The government as well as corporations is promoting research and development (R&D) of new growth engines that are internationally competitive to overcome the ongoing global economic downturn. To do this, they set the direction of the R&D by using some patent trend analysis from the stage of planning and evaluation of the R&D in order to create valuable patented technology with international competitiveness.
Such a patent trend analysis, however, is a time-consuming and error-prone task because it requires patent researchers to manually examine the extracted candidate patent documents one by one and to understand the patent technology out of their expertise. This is a serious problem.
In this dissertation, we propose a method for extracting core patent documents using information retrieval and machine learning. The method contains three steps: 1) extract valid patent documents from retrieved patent documents using a patent search service; 2) classify the valid patent documents into sub-technology categories; 3) finally extract core patent documents from valid patent documents classified by sub-technology categories. The first step ranks retrieved patent documents to obtain valid patent documents for a given queried technology by cosine similarity between the vector of each retrieved patent document and that of the technical summary as the queried technology. The second step classifies valid patent documents into sub-technology categories using a five layered neural network, of which the input is TF-IDF weights and technology-related weights for each valid patent documents. The final step extracts core patent documents from the valid patent document classified by sub-technology categories. In detail, valid patent documents is ranked by linear combination of patent feature values (for instance, impact factor, the number of family nations, cosine similarity, and so on) and a patent feature priority.

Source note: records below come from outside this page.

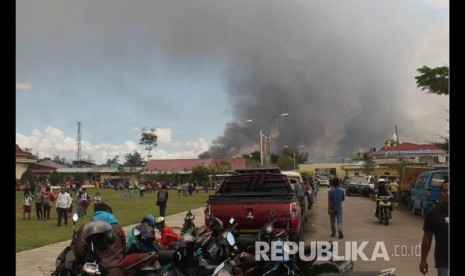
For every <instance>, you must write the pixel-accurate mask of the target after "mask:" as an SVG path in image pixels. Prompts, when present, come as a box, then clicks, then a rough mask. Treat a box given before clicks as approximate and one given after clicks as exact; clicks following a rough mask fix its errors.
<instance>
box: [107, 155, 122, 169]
mask: <svg viewBox="0 0 465 276" xmlns="http://www.w3.org/2000/svg"><path fill="white" fill-rule="evenodd" d="M118 161H119V155H118V154H117V155H115V156H113V158H110V159H107V162H105V165H107V167H111V165H112V164H113V163H118Z"/></svg>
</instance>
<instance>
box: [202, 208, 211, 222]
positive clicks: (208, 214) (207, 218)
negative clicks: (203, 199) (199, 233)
mask: <svg viewBox="0 0 465 276" xmlns="http://www.w3.org/2000/svg"><path fill="white" fill-rule="evenodd" d="M203 214H204V216H205V225H208V224H209V221H208V215H209V214H210V204H206V205H205V209H204V210H203Z"/></svg>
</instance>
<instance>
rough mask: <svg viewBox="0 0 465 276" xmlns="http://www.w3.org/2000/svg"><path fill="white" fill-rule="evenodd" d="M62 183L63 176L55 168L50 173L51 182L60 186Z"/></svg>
mask: <svg viewBox="0 0 465 276" xmlns="http://www.w3.org/2000/svg"><path fill="white" fill-rule="evenodd" d="M61 183H62V177H61V174H60V173H59V172H57V171H56V170H54V171H53V172H51V173H50V184H52V185H53V186H60V185H61Z"/></svg>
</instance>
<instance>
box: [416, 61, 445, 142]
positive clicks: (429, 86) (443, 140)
mask: <svg viewBox="0 0 465 276" xmlns="http://www.w3.org/2000/svg"><path fill="white" fill-rule="evenodd" d="M417 71H418V72H420V73H421V75H419V76H416V77H415V79H416V80H417V86H418V87H421V90H428V93H432V94H437V95H449V67H447V66H442V67H436V68H429V67H428V66H423V67H421V68H419V69H417ZM441 138H442V139H443V142H436V143H434V144H437V145H439V146H441V148H442V149H444V150H448V149H449V137H444V136H442V137H441Z"/></svg>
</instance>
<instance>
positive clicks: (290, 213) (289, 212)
mask: <svg viewBox="0 0 465 276" xmlns="http://www.w3.org/2000/svg"><path fill="white" fill-rule="evenodd" d="M297 204H298V203H297V202H292V203H289V214H290V215H291V217H292V218H295V217H297Z"/></svg>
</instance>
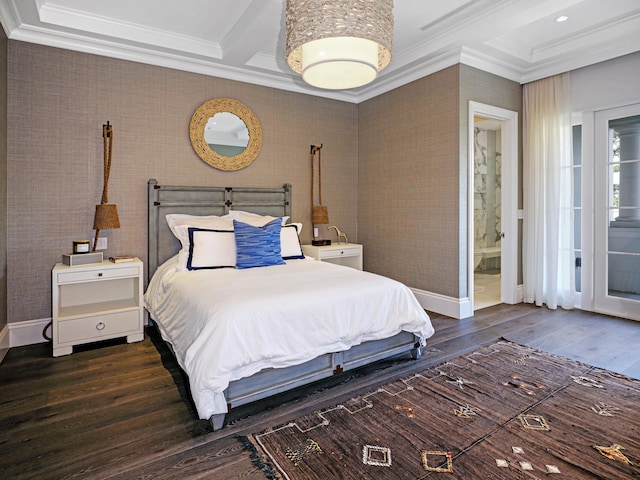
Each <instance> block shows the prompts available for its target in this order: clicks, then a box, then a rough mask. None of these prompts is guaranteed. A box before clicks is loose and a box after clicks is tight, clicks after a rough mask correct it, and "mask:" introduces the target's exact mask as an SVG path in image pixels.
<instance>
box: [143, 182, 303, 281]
mask: <svg viewBox="0 0 640 480" xmlns="http://www.w3.org/2000/svg"><path fill="white" fill-rule="evenodd" d="M147 190H148V195H149V205H148V208H149V232H148V235H149V253H148V255H149V258H148V260H147V273H148V277H147V280H150V279H151V277H152V275H153V274H154V273H155V271H156V269H157V268H158V267H159V266H160V265H162V263H163V262H165V261H166V260H168V259H169V258H171V257H172V256H174V255H175V254H176V253H178V251H179V250H180V242H179V241H178V240H177V239H176V237H175V236H174V235H173V233H171V230H170V229H169V225H167V221H166V219H165V216H166V215H168V214H170V213H186V214H189V215H225V214H227V213H229V210H244V211H246V212H252V213H258V214H260V215H271V216H273V217H282V216H285V215H287V216H289V217H290V216H291V185H290V184H288V183H287V184H284V185H283V186H282V187H280V188H247V187H193V186H191V187H189V186H175V185H159V184H158V181H157V180H155V179H151V180H149V182H148V184H147Z"/></svg>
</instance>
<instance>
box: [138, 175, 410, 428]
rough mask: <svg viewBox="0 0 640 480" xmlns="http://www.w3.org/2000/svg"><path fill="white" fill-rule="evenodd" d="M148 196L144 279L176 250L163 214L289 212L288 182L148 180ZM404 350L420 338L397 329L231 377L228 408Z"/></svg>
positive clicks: (211, 418) (170, 231) (282, 214)
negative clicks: (148, 220)
mask: <svg viewBox="0 0 640 480" xmlns="http://www.w3.org/2000/svg"><path fill="white" fill-rule="evenodd" d="M148 198H149V205H148V208H149V258H148V261H147V267H148V279H151V277H152V275H153V274H154V272H155V271H156V269H157V268H158V267H159V266H160V265H161V264H162V263H163V262H164V261H166V260H168V259H169V258H171V257H172V256H173V255H175V254H176V253H177V252H178V251H179V250H180V242H179V241H178V240H177V239H176V238H175V237H174V235H173V234H172V233H171V230H170V229H169V226H168V225H167V222H166V220H165V216H166V215H167V214H170V213H185V214H190V215H225V214H226V213H228V212H229V210H232V209H233V210H244V211H248V212H253V213H258V214H261V215H271V216H274V217H281V216H285V215H288V216H291V185H289V184H285V185H283V186H282V187H281V188H244V187H243V188H235V187H234V188H231V187H193V186H192V187H184V186H166V185H159V184H158V182H157V181H156V180H154V179H152V180H149V182H148ZM345 268H348V267H345ZM151 320H153V319H151ZM405 352H411V356H412V357H413V358H414V359H417V358H419V357H420V355H421V354H422V348H421V346H420V341H419V339H418V338H417V337H416V336H415V335H414V334H413V333H409V332H400V333H399V334H397V335H395V336H393V337H390V338H386V339H382V340H375V341H371V342H365V343H363V344H360V345H356V346H354V347H352V348H350V349H349V350H345V351H342V352H333V353H328V354H325V355H322V356H320V357H317V358H314V359H313V360H310V361H308V362H305V363H303V364H300V365H295V366H291V367H287V368H279V369H272V368H269V369H265V370H262V371H260V372H258V373H256V374H255V375H252V376H251V377H247V378H242V379H240V380H236V381H234V382H231V383H230V384H229V387H228V388H227V390H226V391H225V397H226V400H227V405H228V408H229V410H231V408H233V407H238V406H240V405H244V404H247V403H250V402H255V401H257V400H261V399H263V398H266V397H269V396H272V395H275V394H278V393H282V392H285V391H288V390H291V389H294V388H296V387H299V386H302V385H306V384H308V383H311V382H314V381H316V380H320V379H322V378H326V377H330V376H331V375H336V374H339V373H342V372H344V371H347V370H351V369H354V368H357V367H361V366H363V365H367V364H369V363H371V362H375V361H377V360H382V359H385V358H388V357H391V356H394V355H398V354H401V353H405ZM224 419H225V415H224V414H220V415H213V416H212V417H211V418H210V419H209V420H210V422H211V426H212V428H213V429H214V430H218V429H220V428H222V426H223V425H224Z"/></svg>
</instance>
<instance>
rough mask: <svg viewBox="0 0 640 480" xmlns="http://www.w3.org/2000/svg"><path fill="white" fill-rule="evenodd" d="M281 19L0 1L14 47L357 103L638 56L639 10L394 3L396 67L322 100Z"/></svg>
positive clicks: (69, 1) (212, 13)
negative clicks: (458, 84)
mask: <svg viewBox="0 0 640 480" xmlns="http://www.w3.org/2000/svg"><path fill="white" fill-rule="evenodd" d="M284 10H285V0H180V1H175V0H109V1H97V0H2V1H1V2H0V22H1V23H2V26H3V28H4V30H5V32H6V34H7V36H8V37H9V38H10V39H12V40H18V41H25V42H33V43H38V44H43V45H49V46H54V47H59V48H65V49H69V50H77V51H81V52H87V53H92V54H96V55H105V56H109V57H115V58H120V59H125V60H131V61H136V62H142V63H148V64H153V65H159V66H164V67H169V68H175V69H179V70H185V71H189V72H196V73H201V74H205V75H212V76H216V77H223V78H228V79H233V80H238V81H243V82H249V83H254V84H258V85H265V86H269V87H274V88H279V89H284V90H290V91H295V92H300V93H306V94H310V95H318V96H322V97H327V98H335V99H339V100H344V101H348V102H355V103H357V102H360V101H363V100H366V99H368V98H372V97H374V96H376V95H379V94H381V93H384V92H386V91H389V90H392V89H394V88H396V87H398V86H401V85H404V84H406V83H409V82H411V81H413V80H416V79H418V78H420V77H423V76H426V75H429V74H431V73H433V72H436V71H438V70H441V69H443V68H446V67H448V66H451V65H454V64H457V63H463V64H466V65H470V66H472V67H476V68H479V69H481V70H485V71H487V72H490V73H494V74H496V75H500V76H502V77H505V78H508V79H511V80H514V81H517V82H520V83H526V82H529V81H532V80H536V79H539V78H543V77H546V76H549V75H553V74H556V73H560V72H564V71H568V70H573V69H576V68H580V67H583V66H587V65H590V64H593V63H597V62H601V61H604V60H607V59H610V58H614V57H618V56H621V55H625V54H628V53H632V52H635V51H638V50H640V0H446V1H444V0H395V2H394V9H393V12H394V20H395V27H394V37H393V42H394V45H393V57H392V60H391V64H390V66H389V67H387V69H385V70H384V71H383V72H381V74H380V75H379V76H378V78H377V79H376V80H375V81H374V82H373V83H371V84H369V85H366V86H364V87H361V88H358V89H353V90H348V91H330V90H320V89H315V88H312V87H309V86H307V85H306V84H305V83H304V82H303V81H302V79H301V78H300V77H299V76H298V75H297V74H295V73H294V72H293V71H291V69H290V68H289V67H288V65H287V63H286V61H285V59H284V49H285V45H284V44H285V27H284ZM560 15H566V16H568V20H566V21H565V22H562V23H559V22H556V18H557V17H558V16H560Z"/></svg>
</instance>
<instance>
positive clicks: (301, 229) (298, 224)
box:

For the evaluation, we analyzed patent trends on radiopharmaceuticals as an example. The patent search service retrieved 4,603 candidate patent documents for a technical summary as a queried technology. We compared the results of the proposed system and those obtained manually by a patent investigator in time and accuracy. First, in the execution time, it takes 13,095 minutes to perform manual operations, while the proposed system performed the same operations for 134 minutes. It is 97 times as fast as the manual operations can. And the proposed system have shown the accuracy of 86.88% for extracting valid patent documents, the accuracy of 91.08% for classifying into detailed technology categories, and the accuracy of 75.76% for extracting core patent documents.
Consequentially, we have shown that the proposed system is effective because it helps patent researchers to save the time and to reduce the errors. In the future, we will improve the performance of the proposed system in accuracy using a cutting-edge technology like deep learning and apply to several areas except radiopharmaceuticals.